Take the Italian-American trattoria Maialino, where chef Jason Pfeifer is serving Roman-style snacks like an enticing wedge of ricotta and roasted tomato torta and a not-as-traditionally Italian but superb fried chicken sandwich with Calabrian chile aioli, available only at the bar until 7 p.m. With a Peroni, it's a $20 meal.
For various reasons that invariably come back to excessive drinking, happy hour is banned in eight states. Last year, Illinois eliminated that prohibition, with a catch: Places can offer happy hour menus for no more than 15 hours per week. Now one of the cities' most popular spots, Dove's Luncheonette, chef Paul Kahan's platonic ideal of a Mex-American counter (think exceptional chicken-fried chicken and shredded dried beef breakfast tacos). Kahan is celebrating happy hour with Sip or Shoot shots of mescal or tequila for $5, plus there's an option of a $2 beer shorty.
At one of the country's best new restaurants in San Francisco, a city recently called out for its relentlessly high-priced dining scene, uber-sustainable Perennial features 50 percent off the cocktail of the day. It also serves discounted draft beer and bar bites like pork popcorn and a corned beef hamburger.
Down in New Orleans, where happy hour seems like a way of life, John Besh's bakery-restaurant Willa Jean instituted a compelling menu to bring in in more traffic in the late afternoon. Snacks like marinated crab claws and Willa Jean cornbread with Poirier's cane syrup is half price, as are desserts. My pick would be Cookies + Milk served with a beater of raw cookie dough and a Tahitian vanilla bean milk. I'd have it with an unlikely pairing: Willa Jean's Frosé Y'all, the addictive rose wine slushie that screams "happy hour!"

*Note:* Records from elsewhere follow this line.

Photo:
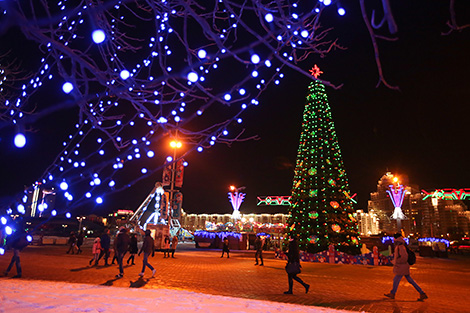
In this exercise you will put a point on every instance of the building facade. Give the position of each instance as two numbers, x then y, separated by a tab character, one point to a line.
424	216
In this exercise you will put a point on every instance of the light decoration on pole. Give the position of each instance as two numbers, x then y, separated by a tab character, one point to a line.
397	194
236	198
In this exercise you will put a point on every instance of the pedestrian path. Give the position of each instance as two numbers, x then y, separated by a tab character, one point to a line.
343	287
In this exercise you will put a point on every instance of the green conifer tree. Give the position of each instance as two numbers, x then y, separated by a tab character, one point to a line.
321	207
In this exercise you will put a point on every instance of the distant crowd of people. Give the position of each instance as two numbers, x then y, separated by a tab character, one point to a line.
123	243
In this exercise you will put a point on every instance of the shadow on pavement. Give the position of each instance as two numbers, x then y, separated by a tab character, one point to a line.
109	282
81	269
139	283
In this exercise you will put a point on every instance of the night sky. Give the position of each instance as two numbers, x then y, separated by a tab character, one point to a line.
421	131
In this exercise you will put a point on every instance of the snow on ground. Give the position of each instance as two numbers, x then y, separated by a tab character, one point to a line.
19	295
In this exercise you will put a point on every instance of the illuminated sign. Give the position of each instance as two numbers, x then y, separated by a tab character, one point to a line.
448	194
274	200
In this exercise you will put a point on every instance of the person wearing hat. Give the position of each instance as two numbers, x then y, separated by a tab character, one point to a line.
147	247
402	268
121	246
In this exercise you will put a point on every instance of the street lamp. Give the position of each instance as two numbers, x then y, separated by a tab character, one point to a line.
175	144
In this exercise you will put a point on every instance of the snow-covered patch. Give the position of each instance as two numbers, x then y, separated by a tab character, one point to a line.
22	296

Los Angeles has even more compelling options. At the new West Coast offshoot of the New York-based, meat-centric Cannibal, a complementary charcuterie station has a spread that includes salumi, cacao e pepe chips, pork rinds, chicharron nachos and $5 old fashioneds on tap. It brings to mind Italy's excellent aperitivi hour except that the spread is stocked with items from the Cannibal's butcher shop.
Cory Lane, a partner at the Cannibal, describes its happy hour mentality in a way I very much admire: "Yes, it's driving a full room in early evening, but with the thinking, 'Hi, we're your new neighbors, let's have some fun and make this a proper party every day.' "
The renovated Nick & Stef's steakhouse has expanded the concept of happy hour: it's five hours long, starting at 2 p.m. with $12 champagne punch bowls for two, crab cake sliders and dry aged meatballs with grilled bread and spicy tomato jam.
In New York, Meyer's USHG team is evolving the tradition in an even more dynamic way. At its year-old restaurant Untitled at the Whitney Museum, happy hour is Neighbors Night, held Sunday, Monday and Tuesday evenings. From 5:30 p.m. until closing, the restaurant offers a juicy Wagyu pastrami sandwich with mustard ($13) and fried chicken with honey ($12). The cocktail and wine specials highlight local products, like Not Long Island Ice Tea, Long Island wines and Brooklyn beers.
"Everyone has fun with it," says Sabato Sagaria, USHG's chief restaurant officer. "Customers don't have to commit to a $30 entrée, and for the team it's fun to design simpler dishes and figure out what we can serve that's local."